Now lets compare that to Apple’s latest hardware announcement, the new MacBook Pro with TouchBar. Here’s a screenshot of Apple.com’s homepage:

Apple.com homepage showing the MacBook Pro and new TouchBar

As you can see, it shows a pair of hands operating this updated tool. Of course you could argue that is how we humans have been using keyboards for decades. Point taken.

So lets dive deeper into the presentation that Apple gave to the world, showing how pros use Photoshop for design and DJ software for on-the-fly music creation.

First up is Photoshop, one hands on the trackpad and one hand on the TouchBar:

The presenter is remixing the image right before your eyes using two hands. Pretty cool, right?

Well, the next presenter, a DJ, takes this up a notch and begins using the TouchBar with both hands to remix, not a photo, but a song.

So, again we’re back to two-handed use for professionals.

IV. What It Means

Obviously both of these new systems and the two-handed paradigm need to touch the market before we can really understand how widespread this usage is and whether it is truly a game-changing approach to user interface conventions.
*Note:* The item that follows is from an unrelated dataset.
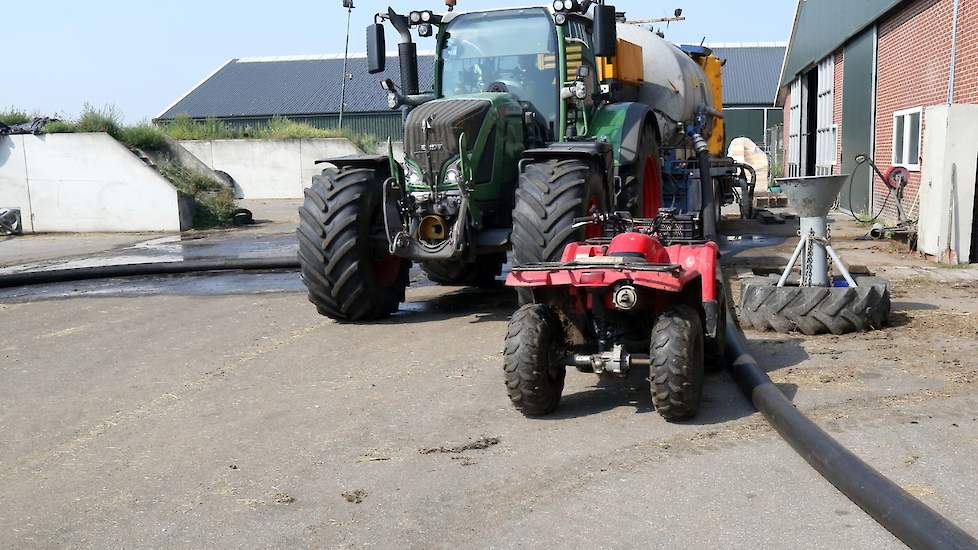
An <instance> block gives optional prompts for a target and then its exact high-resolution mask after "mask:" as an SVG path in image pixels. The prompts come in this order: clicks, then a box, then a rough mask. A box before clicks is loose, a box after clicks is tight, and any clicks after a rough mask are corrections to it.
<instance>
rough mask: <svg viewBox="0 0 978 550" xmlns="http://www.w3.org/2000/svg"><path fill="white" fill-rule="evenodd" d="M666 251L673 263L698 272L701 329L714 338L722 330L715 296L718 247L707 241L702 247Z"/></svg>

But I can tell you that being able to efficiently use both hands with our computing tools, much like we do with other tools (chefs, anyone) means that we can unlock new use cases that we can’t imagine before.

As an aside, if you think these are new ideas that just came out, it’s important to note how long it takes for something seemingly as basic as a TouchBar takes to get to market.

If you follow the genius, Bret Victor, then you know he was one of the original futurists at Apple, not just concepting new conventions, but actually prototyping them in code as well.

He tweeted yesterday something very surprising. That it took almost exactly 8 years for the concept of the TouchBar to find its way into a production-grade product.

That means all these stories about Apple losing its innovation now that Steve is gone is just plain wrong. Things that were in progress before he died still aren’t in the market yet. It’s another reason why Tim Cook is hell bent on telling the entire world they’re working on AR Apple Glasses for the iPhone 8.

Which brings us to the point of all of this.

When Magic Leap, Apple, Google, and Microsoft, heck even Facebook launch the full vision of their augmented reality products, they will have already trained us to use both hands to interact with our tools in new and novel ways.

The only difference in the future, is that you won’t be forced to use a small piece of metal in front of you as the input device. Soon, the input device will be our entire environment and world.

We won’t just use two hands as professionals. We’ll use our entire bodies. Hands, feet, eyes, ears, movement through space, and on and on. We’re going to need some more power, Scotty.